Evaluated against raw in-phase and quadrature-phase (IQ) data, Fast Fourier Transform (FFT) data, and handcrafted features, the system achieved a remarkable data compression ratio of over 42x. More importantly, the classification of approximately 72 interference types on the reconstructed signals yielded an F2-score of 0.915, closely matching the 0.923 F2-score achieved on original, uncompressed signals. This edge-native pipeline substantially reduces the data transmission overhead, offering a highly practical solution for real-time interference mitigation.
To bolster user trust in sensitive security applications, the researchers conducted ablation studies on conditional and factorized VAEs (e.g., FactorVAE). By exploring latent feature disentanglement for data generation, they enhanced model interpretability, shedding light on how neural networks differentiate and represent complex signal threats in resource-constrained environments.

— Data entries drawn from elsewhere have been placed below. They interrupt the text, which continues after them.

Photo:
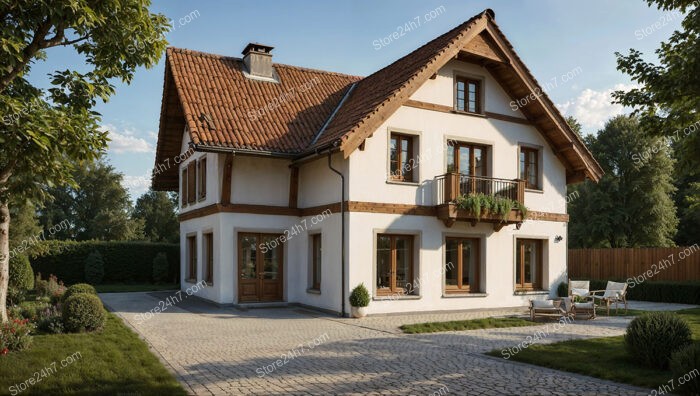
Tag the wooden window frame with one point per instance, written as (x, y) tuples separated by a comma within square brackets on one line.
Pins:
[(393, 287), (208, 250), (525, 168), (478, 103), (520, 253), (455, 146), (202, 187), (403, 176), (191, 247), (316, 262), (460, 288)]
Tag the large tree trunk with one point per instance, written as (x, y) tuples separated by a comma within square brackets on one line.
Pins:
[(4, 258)]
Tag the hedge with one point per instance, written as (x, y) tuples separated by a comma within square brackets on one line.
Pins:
[(658, 291), (124, 262)]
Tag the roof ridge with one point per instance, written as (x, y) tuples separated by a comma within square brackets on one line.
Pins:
[(235, 58)]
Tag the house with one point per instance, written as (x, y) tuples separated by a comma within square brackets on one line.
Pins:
[(296, 185)]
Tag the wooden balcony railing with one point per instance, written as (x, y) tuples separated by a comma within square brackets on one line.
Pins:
[(451, 185)]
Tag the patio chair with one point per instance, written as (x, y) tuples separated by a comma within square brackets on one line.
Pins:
[(615, 292), (547, 309)]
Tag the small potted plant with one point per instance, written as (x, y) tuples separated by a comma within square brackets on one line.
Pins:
[(359, 300)]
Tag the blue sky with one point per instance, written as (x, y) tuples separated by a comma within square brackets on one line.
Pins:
[(552, 37)]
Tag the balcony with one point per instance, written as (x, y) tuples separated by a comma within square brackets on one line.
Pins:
[(450, 186)]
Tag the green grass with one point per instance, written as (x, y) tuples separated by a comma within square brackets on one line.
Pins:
[(472, 324), (137, 287), (112, 361), (604, 358)]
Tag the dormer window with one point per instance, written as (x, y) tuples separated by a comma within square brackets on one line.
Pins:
[(468, 95)]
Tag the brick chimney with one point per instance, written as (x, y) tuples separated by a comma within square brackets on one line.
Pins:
[(258, 60)]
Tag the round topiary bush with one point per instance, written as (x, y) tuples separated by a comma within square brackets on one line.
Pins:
[(359, 297), (653, 337), (94, 268), (83, 312), (160, 268), (21, 273), (684, 365), (79, 288)]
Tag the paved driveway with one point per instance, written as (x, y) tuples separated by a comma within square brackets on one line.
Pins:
[(293, 351)]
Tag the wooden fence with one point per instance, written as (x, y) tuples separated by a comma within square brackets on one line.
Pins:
[(652, 264)]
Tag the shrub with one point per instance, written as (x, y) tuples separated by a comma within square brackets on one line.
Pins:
[(83, 312), (124, 262), (94, 268), (359, 297), (15, 335), (21, 274), (684, 364), (653, 337), (79, 288), (160, 268)]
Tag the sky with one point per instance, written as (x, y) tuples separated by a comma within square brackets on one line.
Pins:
[(568, 46)]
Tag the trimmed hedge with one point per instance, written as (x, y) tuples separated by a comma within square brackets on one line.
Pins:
[(124, 262)]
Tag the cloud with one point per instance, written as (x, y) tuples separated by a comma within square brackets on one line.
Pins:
[(126, 141), (593, 108)]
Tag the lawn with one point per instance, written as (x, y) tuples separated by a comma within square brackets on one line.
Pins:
[(136, 287), (472, 324), (112, 361), (604, 358)]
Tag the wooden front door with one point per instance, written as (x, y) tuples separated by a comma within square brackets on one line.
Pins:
[(260, 265)]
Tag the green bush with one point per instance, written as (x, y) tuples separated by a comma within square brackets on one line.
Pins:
[(83, 312), (124, 262), (160, 268), (684, 363), (653, 337), (94, 268), (21, 274), (79, 288), (359, 297)]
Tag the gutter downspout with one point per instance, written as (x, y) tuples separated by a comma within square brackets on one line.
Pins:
[(342, 233)]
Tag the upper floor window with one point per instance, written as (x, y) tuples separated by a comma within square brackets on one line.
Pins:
[(468, 95), (530, 167), (402, 162)]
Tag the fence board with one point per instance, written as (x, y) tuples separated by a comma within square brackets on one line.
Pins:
[(653, 264)]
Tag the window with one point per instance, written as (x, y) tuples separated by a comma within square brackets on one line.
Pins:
[(209, 258), (468, 95), (461, 265), (192, 182), (183, 184), (191, 258), (316, 250), (401, 160), (395, 264), (528, 264), (202, 164), (529, 167)]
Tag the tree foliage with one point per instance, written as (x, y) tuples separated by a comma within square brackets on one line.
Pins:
[(45, 133), (157, 210), (668, 104), (631, 205)]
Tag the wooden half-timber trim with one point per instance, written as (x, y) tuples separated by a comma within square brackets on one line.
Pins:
[(350, 206), (447, 109)]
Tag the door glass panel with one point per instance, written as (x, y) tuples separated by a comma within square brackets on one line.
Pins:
[(451, 258), (271, 258), (383, 262), (249, 245), (403, 263)]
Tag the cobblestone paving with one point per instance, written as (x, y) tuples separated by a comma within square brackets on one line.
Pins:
[(224, 351)]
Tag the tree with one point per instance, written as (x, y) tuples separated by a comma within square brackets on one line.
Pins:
[(43, 133), (668, 104), (631, 205), (97, 207), (158, 211)]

[AgentUpdate Depth Analysis] This research marks a pivotal milestone for the deployment of autonomous edge AI Agents in physical-world environments. Typically, multimodal agents are constrained by the sheer volume of raw sensor data they must process or transmit. By proving that Generative AI—specifically FactorVAEs—can run locally on ultra-low-power accelerators like the Google Edge TPU to achieve 42x compression and near-lossless feature preservation, this work establishes a blueprint for future "sensor-to-agent" architectures. Autonomous agents operating in disrupted or communication-denied environments (such as tactical drones or maritime vessels) can leverage similar localized VAEs to compress ambient RF or telemetry streams into high-fidelity, interpretable latent spaces. This turns raw, high-dimensional physical signals into semantic representations that local reasoning engines can parse in real-time, enabling resilient, low-latency, and decentralized agent decisions without cloud reliance.